The ‘Second Shift’ of the Digital Age: Are Humans Now Working for AI After Hours?
AI promised to ease workloads, but it’s creating hidden labor. Here’s why human oversight is becoming the new unpaid shift.
AI promised to lighten our workload — so why are so many people working harder than ever?
As automation creeps deeper into offices, classrooms, and customer service centers, a strange paradox is emerging: instead of freeing us, AI is quietly assigning us a second shift — one filled with reviewing, correcting, and managing machine output.
It’s invisible. It’s unpaid. And it’s growing.
Automation’s Hidden Side Effect: Invisible Labor
When AI generates a presentation, writes an email, or creates a report, it rarely gets everything right. That’s where humans come in — editing tone, fact-checking claims, translating context, and ensuring quality.
This subtle human oversight — often outside formal work hours — is known as "invisible AI labor."
In 2024, researchers from the University of Amsterdam coined it the "Second Shift of AI", comparing it to the unpaid domestic labor disproportionately performed by women.¹ It’s mental work, often cognitively taxing, but rarely recognized as “real work.”
The Rise of the AI Babysitter
Instead of replacing jobs, AI is creating new ones — like AI output reviewers, prompt engineers, or “model whisperers” who tweak queries to get usable results.
And for many knowledge workers, these new roles aren’t formal titles — they’re tacked on to existing responsibilities. That means extra hours spent:
- Fixing hallucinated facts in auto-generated reports
- Rewriting emails with the right cultural tone
- Manually QA-ing AI-generated code or translations
A 2023 survey by MIT Sloan found that 72% of professionals using AI spent more time editing than creating.² The irony? The more AI helps, the more humans are pulled in to supervise.
Who Gets Credit — and Who Gets Burned Out?
The second shift often happens off the clock — and under the radar. As companies celebrate efficiency gains from AI, they rarely acknowledge the emotional and intellectual labor of their workers behind the scenes.
Burnout is becoming a hidden cost of AI adoption, especially in industries like marketing, journalism, customer support, and education — where speed and output are prioritized over nuance and context.

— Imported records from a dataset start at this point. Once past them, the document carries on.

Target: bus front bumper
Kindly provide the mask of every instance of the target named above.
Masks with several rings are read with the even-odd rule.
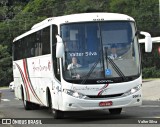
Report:
[[[65,94],[65,93],[64,93]],[[100,103],[111,103],[110,105],[100,105]],[[142,105],[141,90],[134,94],[118,98],[87,98],[79,99],[68,94],[63,96],[62,111],[85,111],[98,109],[123,108]]]

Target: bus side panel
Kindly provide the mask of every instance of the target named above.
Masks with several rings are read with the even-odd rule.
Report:
[[[51,55],[28,58],[26,61],[29,75],[30,91],[35,103],[47,106],[46,89],[51,89],[53,71]]]

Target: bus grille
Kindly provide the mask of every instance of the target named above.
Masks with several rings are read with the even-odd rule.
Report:
[[[87,95],[89,98],[112,98],[112,97],[119,97],[122,96],[123,93],[121,94],[112,94],[112,95]]]

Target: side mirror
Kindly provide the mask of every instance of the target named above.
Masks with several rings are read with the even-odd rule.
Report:
[[[59,35],[56,35],[57,38],[57,45],[56,45],[56,57],[62,58],[64,55],[64,44],[63,40]]]
[[[140,34],[145,36],[145,52],[151,52],[152,51],[151,35],[147,32],[143,32],[143,31],[141,31]]]

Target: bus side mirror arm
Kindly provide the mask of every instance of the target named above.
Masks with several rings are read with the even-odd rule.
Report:
[[[56,45],[56,57],[62,58],[64,56],[64,44],[63,40],[59,35],[56,35],[57,45]]]
[[[145,52],[151,52],[152,51],[152,38],[151,35],[147,32],[140,32],[141,35],[145,36]]]

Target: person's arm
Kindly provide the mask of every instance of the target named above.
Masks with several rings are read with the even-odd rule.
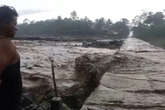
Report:
[[[3,70],[10,64],[15,62],[15,52],[10,45],[0,48],[0,84],[2,82]]]

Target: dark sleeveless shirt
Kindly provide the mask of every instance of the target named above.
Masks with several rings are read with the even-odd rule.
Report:
[[[5,68],[0,85],[0,110],[21,110],[20,60]]]

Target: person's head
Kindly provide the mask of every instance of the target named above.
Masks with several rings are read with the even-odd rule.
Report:
[[[10,6],[0,6],[0,35],[8,38],[14,37],[17,28],[17,11]]]

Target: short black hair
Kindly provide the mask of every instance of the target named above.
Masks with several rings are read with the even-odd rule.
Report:
[[[11,6],[0,6],[0,25],[9,24],[13,17],[17,17],[18,13],[14,7]]]

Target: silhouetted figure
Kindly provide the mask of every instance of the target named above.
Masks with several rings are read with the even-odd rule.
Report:
[[[11,42],[17,17],[13,7],[0,7],[0,110],[21,110],[20,57]]]

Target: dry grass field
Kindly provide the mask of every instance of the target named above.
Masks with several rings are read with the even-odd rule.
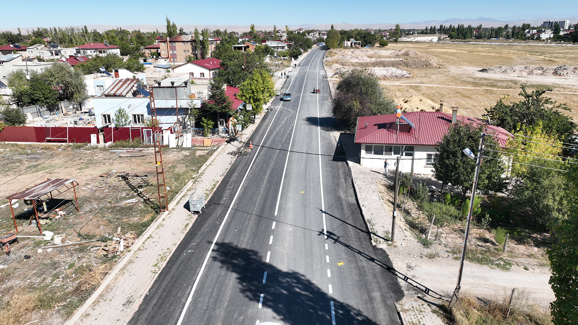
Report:
[[[344,62],[347,60],[338,60],[336,57],[335,60],[326,60],[325,66],[339,63],[360,68],[394,67],[409,71],[413,77],[384,79],[381,82],[387,93],[408,111],[437,109],[441,101],[446,112],[451,109],[451,106],[458,106],[459,114],[479,117],[484,113],[485,108],[494,105],[502,97],[509,96],[507,100],[520,100],[520,85],[524,84],[529,90],[552,88],[553,91],[547,93],[547,95],[559,102],[567,103],[572,109],[568,114],[578,120],[578,76],[576,75],[516,76],[478,72],[484,68],[513,65],[567,65],[573,68],[578,67],[576,47],[402,42],[397,45],[390,44],[386,47],[347,50],[347,54],[365,55],[368,58],[386,58],[388,52],[401,49],[413,50],[417,54],[403,58],[402,61],[355,62],[358,60],[351,60],[349,64]],[[380,50],[384,50],[384,55],[368,53]],[[327,56],[336,54],[330,51]],[[416,60],[420,59],[431,60],[437,67],[413,67],[419,65],[412,62],[417,62]],[[332,74],[331,71],[329,72]]]

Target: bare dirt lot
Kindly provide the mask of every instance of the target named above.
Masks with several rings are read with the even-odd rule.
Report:
[[[163,149],[169,202],[208,159],[208,149]],[[72,191],[61,195],[54,192],[53,200],[42,198],[49,210],[46,216],[56,214],[56,208],[66,212],[61,219],[40,219],[45,232],[54,233],[52,240],[21,237],[18,243],[10,243],[10,255],[3,251],[0,257],[0,324],[35,320],[39,320],[36,324],[61,323],[122,256],[115,250],[118,239],[124,238],[129,249],[127,245],[134,243],[158,215],[154,154],[152,148],[145,148],[144,156],[120,157],[105,149],[90,150],[83,145],[1,143],[0,149],[0,197],[47,178],[71,178],[79,184],[80,212],[74,206]],[[128,172],[124,175],[128,176],[121,172]],[[14,231],[8,203],[6,199],[0,200],[3,205],[0,208],[2,235]],[[34,218],[28,226],[32,206],[22,200],[13,201],[12,206],[18,235],[41,235]],[[56,235],[66,235],[63,243],[96,241],[39,250],[54,245]],[[108,246],[101,249],[105,244]]]
[[[395,50],[402,55],[392,55]],[[391,67],[406,71],[411,77],[382,79],[381,83],[396,104],[407,111],[437,109],[442,102],[446,112],[458,106],[459,114],[480,117],[484,108],[500,98],[519,101],[521,84],[529,90],[552,88],[549,97],[567,103],[571,109],[578,107],[578,74],[571,72],[578,67],[576,62],[578,51],[575,47],[401,42],[386,47],[332,50],[325,65],[334,86],[339,81],[339,75],[334,73],[353,68]],[[557,76],[479,71],[528,65],[553,72],[557,67],[568,65],[570,73]],[[565,113],[578,117],[576,109]]]

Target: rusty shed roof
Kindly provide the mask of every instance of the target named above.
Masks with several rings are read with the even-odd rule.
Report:
[[[35,200],[73,182],[74,182],[73,179],[66,178],[49,178],[38,185],[35,185],[21,192],[16,192],[6,198],[9,200]]]

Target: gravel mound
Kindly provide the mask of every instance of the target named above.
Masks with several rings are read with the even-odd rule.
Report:
[[[569,76],[578,75],[578,67],[573,69],[568,65],[560,67],[542,67],[535,65],[514,65],[498,67],[478,70],[485,73],[512,75],[515,76]]]
[[[401,79],[412,77],[412,74],[409,72],[404,70],[401,70],[401,69],[392,68],[391,67],[387,67],[385,68],[376,67],[370,68],[368,72],[372,75],[383,78]]]

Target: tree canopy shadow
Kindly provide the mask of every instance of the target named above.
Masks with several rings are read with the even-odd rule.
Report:
[[[263,308],[275,312],[283,322],[291,325],[331,324],[330,302],[333,301],[335,323],[348,325],[399,324],[397,316],[379,323],[364,315],[351,305],[331,297],[305,275],[295,271],[282,271],[265,262],[253,250],[229,243],[217,243],[213,260],[222,267],[236,274],[241,293],[248,300],[259,303],[264,295]],[[263,283],[264,272],[267,272]]]
[[[303,120],[306,123],[314,126],[317,126],[318,123],[319,127],[325,131],[344,132],[347,129],[343,123],[339,122],[337,119],[333,116],[318,117],[318,121],[317,119],[317,116],[307,116],[303,118]]]

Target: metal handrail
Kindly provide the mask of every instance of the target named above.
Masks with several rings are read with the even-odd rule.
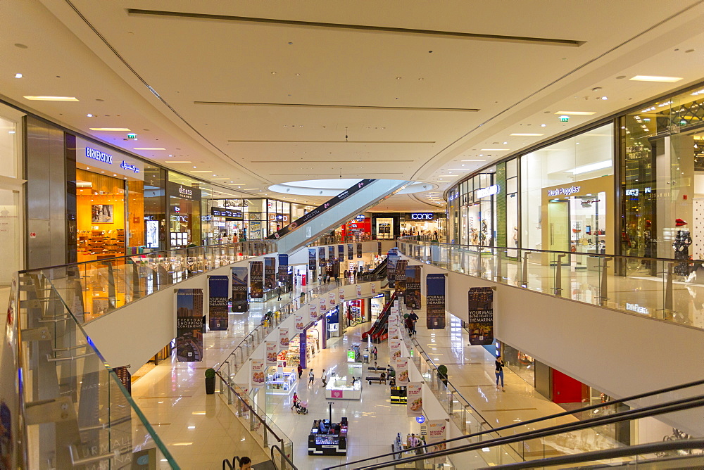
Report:
[[[567,416],[567,415],[574,415],[574,414],[580,414],[580,413],[583,413],[583,412],[591,412],[591,411],[592,411],[593,409],[598,409],[599,408],[605,408],[606,407],[612,406],[614,405],[618,405],[618,404],[624,403],[624,402],[627,402],[634,401],[634,400],[640,400],[641,398],[648,398],[648,397],[651,397],[651,396],[653,396],[653,395],[660,395],[661,393],[670,393],[670,392],[674,392],[674,391],[677,391],[677,390],[684,390],[685,388],[691,388],[691,387],[696,387],[696,386],[700,386],[700,385],[704,385],[704,380],[698,380],[698,381],[695,381],[693,382],[688,382],[686,383],[682,383],[682,384],[680,384],[680,385],[672,386],[670,386],[670,387],[666,387],[665,388],[659,388],[658,390],[653,390],[653,391],[650,391],[650,392],[646,392],[644,393],[639,393],[638,395],[631,395],[629,397],[627,397],[625,398],[620,398],[618,400],[612,400],[612,401],[605,402],[604,403],[598,403],[596,405],[590,405],[589,406],[583,407],[582,408],[577,408],[577,409],[573,409],[572,411],[565,411],[565,412],[560,412],[560,413],[556,413],[555,414],[550,414],[550,415],[548,415],[548,416],[541,417],[540,418],[534,418],[532,419],[529,419],[527,421],[521,421],[520,423],[514,423],[513,424],[508,424],[506,426],[502,426],[498,427],[498,428],[493,428],[491,429],[487,429],[487,430],[485,430],[485,431],[479,431],[478,433],[470,433],[470,434],[465,434],[464,436],[458,436],[458,437],[456,437],[456,438],[452,438],[451,439],[446,439],[445,440],[441,440],[441,441],[439,441],[439,442],[436,442],[436,443],[433,443],[432,444],[425,444],[425,445],[419,446],[417,448],[419,448],[419,449],[426,449],[427,447],[432,447],[432,446],[434,446],[434,445],[441,445],[441,444],[448,444],[449,443],[453,443],[453,442],[456,442],[458,440],[464,440],[464,439],[470,439],[470,438],[472,438],[479,437],[479,436],[484,436],[485,434],[489,434],[489,433],[498,433],[499,431],[508,431],[508,430],[513,429],[514,428],[522,427],[522,426],[526,426],[527,424],[535,424],[535,423],[539,423],[539,422],[543,421],[547,421],[547,420],[549,420],[549,419],[555,419],[556,418],[560,418],[560,417],[565,417],[565,416]],[[474,408],[472,408],[472,409],[474,409]],[[572,424],[572,423],[570,423],[570,424]],[[486,441],[485,441],[485,443],[486,443]],[[376,455],[375,457],[367,457],[366,459],[360,459],[360,460],[356,460],[356,461],[348,462],[348,463],[343,464],[341,464],[341,465],[336,465],[334,466],[326,467],[325,470],[330,470],[331,469],[341,468],[341,467],[347,466],[348,465],[351,465],[353,464],[358,464],[358,463],[361,463],[361,462],[367,462],[368,460],[374,460],[375,459],[380,459],[380,458],[385,457],[391,457],[391,456],[396,455],[398,455],[398,454],[402,454],[403,452],[403,451],[389,452],[387,454],[382,454],[380,455]]]
[[[612,424],[614,423],[618,423],[624,421],[629,421],[632,419],[638,419],[639,418],[658,416],[660,414],[672,413],[674,412],[682,411],[684,409],[691,409],[692,408],[703,407],[703,406],[704,406],[704,395],[699,395],[697,397],[692,397],[690,398],[684,398],[682,400],[677,400],[660,405],[653,405],[650,407],[645,407],[643,408],[639,408],[638,409],[629,409],[627,411],[616,413],[615,414],[599,417],[597,418],[594,418],[593,419],[587,419],[582,421],[578,421],[577,423],[567,423],[567,424],[559,424],[556,426],[550,426],[548,428],[544,428],[543,429],[540,429],[538,431],[529,431],[525,433],[514,434],[513,436],[511,436],[496,438],[495,439],[491,439],[490,440],[485,440],[484,442],[480,442],[475,444],[467,444],[466,445],[453,447],[451,449],[444,449],[443,450],[439,450],[437,452],[430,452],[428,454],[421,454],[410,457],[406,457],[405,459],[394,460],[394,463],[397,465],[403,464],[410,462],[417,462],[418,460],[423,460],[425,459],[432,459],[436,457],[450,455],[451,454],[458,454],[463,452],[476,450],[477,449],[491,448],[492,447],[496,447],[498,445],[503,445],[505,444],[512,444],[513,443],[522,441],[526,439],[536,439],[537,438],[553,436],[554,434],[560,434],[562,433],[566,433],[570,431],[580,431],[582,429],[592,428],[597,426],[603,426],[605,424]],[[469,436],[465,436],[465,437],[469,437]],[[347,464],[348,465],[349,464]],[[387,466],[388,466],[387,464],[379,464],[378,465],[372,465],[370,466],[357,467],[357,468],[383,469]],[[329,468],[335,468],[335,467],[329,467]],[[326,469],[325,470],[329,470],[329,469]]]
[[[683,439],[680,440],[665,440],[661,443],[651,443],[650,444],[639,444],[637,445],[617,447],[615,449],[593,450],[591,452],[582,452],[581,454],[560,455],[559,457],[552,457],[547,459],[540,459],[539,460],[529,460],[528,462],[519,462],[514,464],[505,464],[499,466],[487,466],[484,467],[480,470],[489,470],[489,469],[497,468],[534,469],[537,467],[553,466],[555,465],[565,465],[567,464],[578,464],[580,462],[591,462],[593,460],[605,460],[622,457],[641,455],[643,454],[654,454],[655,452],[672,450],[693,450],[694,449],[704,450],[704,439]],[[692,457],[702,458],[701,456],[693,455],[682,456],[682,458],[689,459]],[[673,459],[667,459],[666,461]]]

And the credit? It often goes to the tool — not the person making it usable.
Conclusion: We Work for AI Now — Unless We Redesign the System
We were told AI would work for us. But in many industries, humans are now working for AI — cleaning up its mess, correcting its tone, and managing its learning curve.
To make AI truly empowering, we need to acknowledge, value, and redesign around human oversight. Because the second shift isn’t just a tech problem — it’s a labor one.